Empiezas a notar cosas:

Los trayectos pensados como líneas rectas, cuando tu día nunca lo es.Las calles que parecen otra según la hora, vacías a mediodía, llenas de prisas en hora punta. Los tiempos invisibles: acompañar a alguien, esperar, cuidar.


Y entiendes algo importante, no es casualidad, es diseño.


Durante décadas, el diseño ha estado al servicio de una sola manera de vivir.


El usuario estándar no existe


Como diseñadora gráfica, esto atraviesa directamente.


Porque lo hemos oído mil veces: “esto tiene que funcionar para todo el mundo”, pero “todo el mundo” no existe.


En la ciudad, como en cualquier diseño, siempre hay un modelo de persona escogido, aunque no se vea.


Históricamente, ese alguien ha sido: productivo, autónomo, sin cargas de cuidado, con movilidad plena.


Alguien que no se parece a muchas de nosotras.


Ni a nuestras madres.Ni a nuestras abuelas. Ni a la vida real.


El urbanismo feminista no propone añadir inclusión como capa final, sino empezar desde otro sitio, desde quienes nunca han estado en el centro.


Diseñar desde la vida


No partir del plano perfecto, sino de escuchar, observar, recorrer, preguntar.


Cosas que, en teoría, también forman parte de nuestro trabajo… pero que a veces dejamos en segundo plano.


Porque diseñar desde un estudio no es lo mismo que diseñar desde lo que pasa fuera, en la calle, en lo cotidiano.


Y es ahí donde realmente se diseñan las cosas que importan.


Cuando el diseño deja de ser invisible


Siempre se dice que el buen diseño es invisible, discreto.


Este libro hace algo incómodo: te obliga a reconocer que muchas decisiones que parecían “normales” no lo son tanto, y que esas prioridades no siempre nos han tenido en cuenta.


¿Y si diseñamos poniendo la vida en el centro?


Pero la vida de verdad.
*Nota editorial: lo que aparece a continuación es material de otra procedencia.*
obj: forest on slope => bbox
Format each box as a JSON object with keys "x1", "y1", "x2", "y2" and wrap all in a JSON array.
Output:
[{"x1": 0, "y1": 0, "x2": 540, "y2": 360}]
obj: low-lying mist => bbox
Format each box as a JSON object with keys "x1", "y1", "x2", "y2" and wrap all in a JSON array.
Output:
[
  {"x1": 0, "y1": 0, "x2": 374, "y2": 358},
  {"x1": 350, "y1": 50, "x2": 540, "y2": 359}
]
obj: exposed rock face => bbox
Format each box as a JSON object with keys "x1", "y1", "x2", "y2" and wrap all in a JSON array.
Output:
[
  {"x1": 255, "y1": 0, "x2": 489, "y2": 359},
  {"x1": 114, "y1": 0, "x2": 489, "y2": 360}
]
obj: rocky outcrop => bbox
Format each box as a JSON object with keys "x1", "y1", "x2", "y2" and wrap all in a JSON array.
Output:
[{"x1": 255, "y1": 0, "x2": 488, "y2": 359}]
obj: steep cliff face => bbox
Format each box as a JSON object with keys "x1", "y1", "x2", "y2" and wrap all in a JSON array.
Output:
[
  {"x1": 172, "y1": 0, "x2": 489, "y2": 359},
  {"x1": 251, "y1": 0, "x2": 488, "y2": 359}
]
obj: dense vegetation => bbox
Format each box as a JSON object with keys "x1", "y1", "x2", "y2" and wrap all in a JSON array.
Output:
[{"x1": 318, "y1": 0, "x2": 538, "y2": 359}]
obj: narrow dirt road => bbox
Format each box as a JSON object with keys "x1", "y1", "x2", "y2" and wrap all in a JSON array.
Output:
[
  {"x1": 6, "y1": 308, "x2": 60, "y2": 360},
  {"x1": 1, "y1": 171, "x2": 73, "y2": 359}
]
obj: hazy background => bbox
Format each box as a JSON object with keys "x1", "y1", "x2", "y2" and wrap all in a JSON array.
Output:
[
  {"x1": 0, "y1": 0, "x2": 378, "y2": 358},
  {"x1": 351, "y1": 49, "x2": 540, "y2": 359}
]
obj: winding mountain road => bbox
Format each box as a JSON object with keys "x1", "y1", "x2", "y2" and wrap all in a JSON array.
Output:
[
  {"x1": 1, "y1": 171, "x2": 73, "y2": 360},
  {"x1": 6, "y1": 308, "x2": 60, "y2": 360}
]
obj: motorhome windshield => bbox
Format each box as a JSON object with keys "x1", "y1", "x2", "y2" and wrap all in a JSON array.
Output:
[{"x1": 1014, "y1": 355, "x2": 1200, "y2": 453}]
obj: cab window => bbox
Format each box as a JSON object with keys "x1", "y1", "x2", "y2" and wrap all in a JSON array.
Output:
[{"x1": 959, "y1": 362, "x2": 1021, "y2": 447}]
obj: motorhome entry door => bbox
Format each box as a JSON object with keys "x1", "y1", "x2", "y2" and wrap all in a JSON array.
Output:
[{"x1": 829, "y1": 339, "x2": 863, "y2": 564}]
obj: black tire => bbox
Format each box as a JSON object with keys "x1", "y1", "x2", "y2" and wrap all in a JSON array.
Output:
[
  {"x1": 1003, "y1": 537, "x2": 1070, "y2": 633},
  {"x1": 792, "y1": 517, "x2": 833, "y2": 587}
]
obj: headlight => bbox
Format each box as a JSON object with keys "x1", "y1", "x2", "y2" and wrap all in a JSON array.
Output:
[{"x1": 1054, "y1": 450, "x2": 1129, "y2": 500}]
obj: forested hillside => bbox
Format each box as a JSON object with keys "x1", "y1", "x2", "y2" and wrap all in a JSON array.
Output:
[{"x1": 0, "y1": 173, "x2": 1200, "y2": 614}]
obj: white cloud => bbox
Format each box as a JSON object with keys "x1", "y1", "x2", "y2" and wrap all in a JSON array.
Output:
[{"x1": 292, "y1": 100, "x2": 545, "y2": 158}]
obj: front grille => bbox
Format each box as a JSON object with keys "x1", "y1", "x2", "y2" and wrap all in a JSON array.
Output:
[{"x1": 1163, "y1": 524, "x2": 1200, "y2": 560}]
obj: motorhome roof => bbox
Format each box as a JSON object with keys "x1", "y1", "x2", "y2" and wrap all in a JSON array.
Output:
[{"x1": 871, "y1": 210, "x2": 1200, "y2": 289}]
La de los ritmos lentos.La de los cuidados.La de los recorridos que se alargan.


Una ciudad que tenga en cuenta todo eso. Que no solo funcione, que también acompañe.


Lo que esto cambia (también) en diseño


Es inevitable preguntarse.


“¿Esto funciona?”


Pero y si nos preguntamos: “¿Y para quién funciona, en realidad? ¿Y para quién no?” o  “¿a quién se parece la persona para la que estoy diseñando?”


Diseñar con intención


Hay algo que este libro deja claro: diseñar no es solo resolver, es posicionarse.

Y cuando vienes de un barrio, eso se nota más. Porque sabes que lo ‘’normal’’ muchas veces no existe. Que lo estándar suele tener forma muy concreta. 


Porque quedarse fuera… no es teoría. Es algo que se siente, cada día.